Alerte et action au niveau mondial (GAR)

La Chine signale un autre cas de SRAS – bulletin n° 3

28 avril 2004

Les autorités sanitaires chinoises ont annoncé aujourd’hui qu’elles enquêtaient sur un nouveau cas de SRAS, ce qui porte à 9 le nombre total des cas signalés en Chine depuis le 22 avril. Une de ces personnes est décédée.

Ce nouveau cas à Beijing concerne une femme de 49 ans, un médecin qui n’exerce plus. Elle a été hospitalisée le 12 avril dans le service qui traitait une infirmière de 20 ans pour une pneumonie. Des symptômes évocateurs du SRAS ont commencé à apparaître chez l’ancien médecin le 19 avril et le 22 elle a été transférée à l’hôpital de Ditan, où elle a été placée en isolement. Son état est considéré comme critique.

On associe à l’infirmière de 20 ans, notifiée à l’OMS comme étant un cas confirmé, cinq autres cas, celui signalé aujourd’hui et quatre autres dimanche. A ce jour, tous les cas ont été liés à des chaînes de transmission impliquant des contacts rapprochés avec un cas identifié.
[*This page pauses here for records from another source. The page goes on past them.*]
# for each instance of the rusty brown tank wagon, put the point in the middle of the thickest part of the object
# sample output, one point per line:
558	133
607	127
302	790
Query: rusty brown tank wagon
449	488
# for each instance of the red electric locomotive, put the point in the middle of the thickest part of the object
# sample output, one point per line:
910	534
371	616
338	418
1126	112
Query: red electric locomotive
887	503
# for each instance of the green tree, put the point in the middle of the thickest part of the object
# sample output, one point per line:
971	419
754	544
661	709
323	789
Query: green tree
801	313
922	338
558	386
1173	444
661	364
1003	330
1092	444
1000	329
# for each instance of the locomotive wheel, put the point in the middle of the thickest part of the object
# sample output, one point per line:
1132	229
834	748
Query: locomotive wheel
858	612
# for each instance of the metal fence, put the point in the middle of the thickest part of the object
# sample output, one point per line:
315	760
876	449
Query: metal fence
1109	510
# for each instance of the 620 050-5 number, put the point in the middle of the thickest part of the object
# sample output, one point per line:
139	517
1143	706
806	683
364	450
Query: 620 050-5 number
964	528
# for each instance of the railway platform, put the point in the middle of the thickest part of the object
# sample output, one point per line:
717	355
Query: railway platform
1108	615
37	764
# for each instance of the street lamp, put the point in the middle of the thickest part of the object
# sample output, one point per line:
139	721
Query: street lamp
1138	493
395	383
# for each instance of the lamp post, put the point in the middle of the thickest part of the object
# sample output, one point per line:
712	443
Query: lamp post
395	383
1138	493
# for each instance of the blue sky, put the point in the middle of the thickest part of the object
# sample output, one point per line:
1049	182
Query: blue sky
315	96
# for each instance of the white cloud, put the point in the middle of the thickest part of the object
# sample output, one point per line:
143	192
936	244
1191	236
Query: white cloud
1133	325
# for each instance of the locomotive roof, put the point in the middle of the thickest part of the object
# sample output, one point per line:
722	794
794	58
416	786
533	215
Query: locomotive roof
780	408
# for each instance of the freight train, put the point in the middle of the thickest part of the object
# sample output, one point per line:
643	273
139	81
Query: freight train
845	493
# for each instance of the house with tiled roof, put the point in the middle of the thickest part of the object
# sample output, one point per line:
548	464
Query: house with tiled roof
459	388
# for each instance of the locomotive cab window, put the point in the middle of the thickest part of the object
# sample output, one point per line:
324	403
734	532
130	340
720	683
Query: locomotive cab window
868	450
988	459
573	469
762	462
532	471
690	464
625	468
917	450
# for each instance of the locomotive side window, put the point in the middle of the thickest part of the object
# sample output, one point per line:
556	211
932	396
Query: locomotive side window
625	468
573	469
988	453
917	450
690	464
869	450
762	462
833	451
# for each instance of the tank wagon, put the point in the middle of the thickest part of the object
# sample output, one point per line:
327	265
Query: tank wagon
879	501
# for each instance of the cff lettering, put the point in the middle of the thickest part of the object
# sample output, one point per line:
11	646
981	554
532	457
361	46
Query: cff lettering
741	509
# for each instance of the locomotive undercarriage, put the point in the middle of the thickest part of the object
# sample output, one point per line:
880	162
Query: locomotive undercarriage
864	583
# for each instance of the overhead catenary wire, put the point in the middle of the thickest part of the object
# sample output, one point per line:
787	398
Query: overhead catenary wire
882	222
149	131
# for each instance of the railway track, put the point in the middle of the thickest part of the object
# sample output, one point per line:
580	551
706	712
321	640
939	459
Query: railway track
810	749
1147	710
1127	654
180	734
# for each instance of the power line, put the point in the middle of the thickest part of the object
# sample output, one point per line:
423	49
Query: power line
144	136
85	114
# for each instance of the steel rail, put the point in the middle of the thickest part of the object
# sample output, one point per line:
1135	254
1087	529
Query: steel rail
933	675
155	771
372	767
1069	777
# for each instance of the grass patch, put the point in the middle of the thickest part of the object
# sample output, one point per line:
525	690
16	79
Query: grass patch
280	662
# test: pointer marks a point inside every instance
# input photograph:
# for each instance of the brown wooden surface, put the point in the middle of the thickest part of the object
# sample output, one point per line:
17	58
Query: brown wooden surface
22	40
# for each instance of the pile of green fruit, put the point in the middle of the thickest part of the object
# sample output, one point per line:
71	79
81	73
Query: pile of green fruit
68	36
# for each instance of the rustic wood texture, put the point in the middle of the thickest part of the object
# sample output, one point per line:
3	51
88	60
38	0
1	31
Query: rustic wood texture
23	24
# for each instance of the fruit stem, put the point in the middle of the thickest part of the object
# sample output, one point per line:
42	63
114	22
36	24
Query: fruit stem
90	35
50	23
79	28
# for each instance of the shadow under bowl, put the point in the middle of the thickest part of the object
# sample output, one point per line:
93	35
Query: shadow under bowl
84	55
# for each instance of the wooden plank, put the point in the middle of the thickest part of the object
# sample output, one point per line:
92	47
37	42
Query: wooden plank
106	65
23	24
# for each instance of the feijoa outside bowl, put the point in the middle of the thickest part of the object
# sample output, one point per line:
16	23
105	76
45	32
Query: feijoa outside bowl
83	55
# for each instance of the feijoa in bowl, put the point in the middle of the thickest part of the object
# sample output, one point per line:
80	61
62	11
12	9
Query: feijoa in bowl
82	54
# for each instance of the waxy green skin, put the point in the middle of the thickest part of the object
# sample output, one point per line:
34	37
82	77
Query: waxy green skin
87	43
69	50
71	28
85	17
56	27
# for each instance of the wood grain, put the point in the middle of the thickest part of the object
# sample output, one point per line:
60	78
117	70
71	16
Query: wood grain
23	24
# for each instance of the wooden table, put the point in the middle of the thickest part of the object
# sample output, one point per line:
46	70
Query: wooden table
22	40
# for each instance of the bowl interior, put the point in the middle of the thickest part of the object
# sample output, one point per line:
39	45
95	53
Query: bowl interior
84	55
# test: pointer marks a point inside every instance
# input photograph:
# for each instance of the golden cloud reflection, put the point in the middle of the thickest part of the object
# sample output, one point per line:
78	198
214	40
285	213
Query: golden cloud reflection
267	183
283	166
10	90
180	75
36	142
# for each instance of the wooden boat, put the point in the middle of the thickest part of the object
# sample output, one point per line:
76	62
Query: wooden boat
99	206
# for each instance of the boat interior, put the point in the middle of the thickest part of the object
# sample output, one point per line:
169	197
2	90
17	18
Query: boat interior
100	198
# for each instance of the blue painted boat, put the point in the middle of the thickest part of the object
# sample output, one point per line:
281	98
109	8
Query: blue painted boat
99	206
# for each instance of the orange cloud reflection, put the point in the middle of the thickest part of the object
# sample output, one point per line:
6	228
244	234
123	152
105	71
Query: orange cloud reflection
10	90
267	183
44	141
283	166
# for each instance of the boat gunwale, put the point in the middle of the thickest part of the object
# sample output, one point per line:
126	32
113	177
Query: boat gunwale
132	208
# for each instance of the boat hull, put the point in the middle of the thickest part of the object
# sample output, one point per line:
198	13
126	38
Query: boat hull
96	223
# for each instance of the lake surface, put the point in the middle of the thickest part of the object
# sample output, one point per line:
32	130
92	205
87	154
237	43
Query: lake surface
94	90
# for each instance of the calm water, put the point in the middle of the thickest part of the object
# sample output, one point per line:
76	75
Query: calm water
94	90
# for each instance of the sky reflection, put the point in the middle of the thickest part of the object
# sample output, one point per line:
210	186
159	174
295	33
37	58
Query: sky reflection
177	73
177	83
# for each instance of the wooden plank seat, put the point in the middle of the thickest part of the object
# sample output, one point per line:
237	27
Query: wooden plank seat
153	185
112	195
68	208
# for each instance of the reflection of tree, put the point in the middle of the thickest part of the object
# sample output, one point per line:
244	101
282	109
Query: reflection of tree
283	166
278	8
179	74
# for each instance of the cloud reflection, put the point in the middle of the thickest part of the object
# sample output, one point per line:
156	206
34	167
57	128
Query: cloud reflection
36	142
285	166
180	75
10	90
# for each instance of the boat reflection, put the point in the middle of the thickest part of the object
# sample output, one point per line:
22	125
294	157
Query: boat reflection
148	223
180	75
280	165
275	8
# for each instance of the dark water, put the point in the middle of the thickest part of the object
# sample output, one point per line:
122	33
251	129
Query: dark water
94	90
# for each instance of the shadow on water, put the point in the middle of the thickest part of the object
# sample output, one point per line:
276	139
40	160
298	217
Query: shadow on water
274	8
Le deuxième cas confirmé, qui reste hospitalisé dans la province d’Anhui, concerne une étudiante de troisième cycle de 26 ans qui effectuait des recherches à l’Institut national de virologie de Beijing. On pense qu’elle est le cas indicateur de la flambée actuelle.
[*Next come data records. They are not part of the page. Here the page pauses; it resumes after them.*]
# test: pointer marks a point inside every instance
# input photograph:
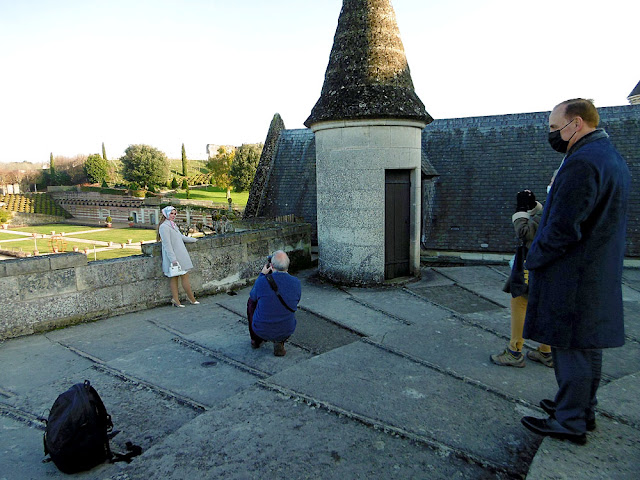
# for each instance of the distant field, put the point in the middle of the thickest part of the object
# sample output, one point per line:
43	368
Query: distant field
44	245
215	194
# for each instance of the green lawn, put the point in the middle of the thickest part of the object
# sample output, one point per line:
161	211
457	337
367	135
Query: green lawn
118	235
216	195
115	235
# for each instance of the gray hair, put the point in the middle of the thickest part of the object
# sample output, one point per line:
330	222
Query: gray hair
280	261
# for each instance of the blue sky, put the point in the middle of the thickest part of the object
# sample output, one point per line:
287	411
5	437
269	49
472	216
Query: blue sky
76	73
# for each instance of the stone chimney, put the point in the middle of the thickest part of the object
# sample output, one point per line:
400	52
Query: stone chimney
368	124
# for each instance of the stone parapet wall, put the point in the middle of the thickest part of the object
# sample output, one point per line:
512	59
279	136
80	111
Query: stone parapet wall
46	292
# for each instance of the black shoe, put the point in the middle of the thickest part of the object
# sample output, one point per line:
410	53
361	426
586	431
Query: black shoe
549	406
278	349
541	427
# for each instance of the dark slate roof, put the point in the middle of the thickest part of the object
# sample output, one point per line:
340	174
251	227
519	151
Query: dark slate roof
368	75
484	161
291	186
479	164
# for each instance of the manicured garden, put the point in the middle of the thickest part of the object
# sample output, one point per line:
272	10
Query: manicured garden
214	194
118	236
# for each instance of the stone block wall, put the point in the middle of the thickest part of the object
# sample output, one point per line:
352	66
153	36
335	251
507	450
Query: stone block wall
351	160
46	292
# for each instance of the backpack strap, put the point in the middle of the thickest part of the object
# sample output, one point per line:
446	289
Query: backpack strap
133	451
274	287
Au cours de la flambée de 2003, la transmission du SRAS s’est beaucoup amplifiée en milieu hospitalier. En application d’une stratégie de réduction des risques à Beijing, les sept cas de SRAS sont maintenant traités à l’hôpital de Ditan.

Toutefois, les patients ont été traités ou examinés en salle ouverte dans sept hôpitaux (cinq à Beijing et deux dans la province d’Anhui) avant que l’on ne commence à suspecter le SRAS et que les procédures d’isolement et de lutte anti-infectieuse ne soient instaurées. De plus, les deux patients de la province d’Anhui ont parcouru de longues distances en train.

Il y a donc eu de multiples occasions d’exposition au virus et les autorités chinoises ont entrepris une recherche étendue et le suivi des contacts. A Beijing, près de 700 personnes ont été placées en isolement ou en quarantaine.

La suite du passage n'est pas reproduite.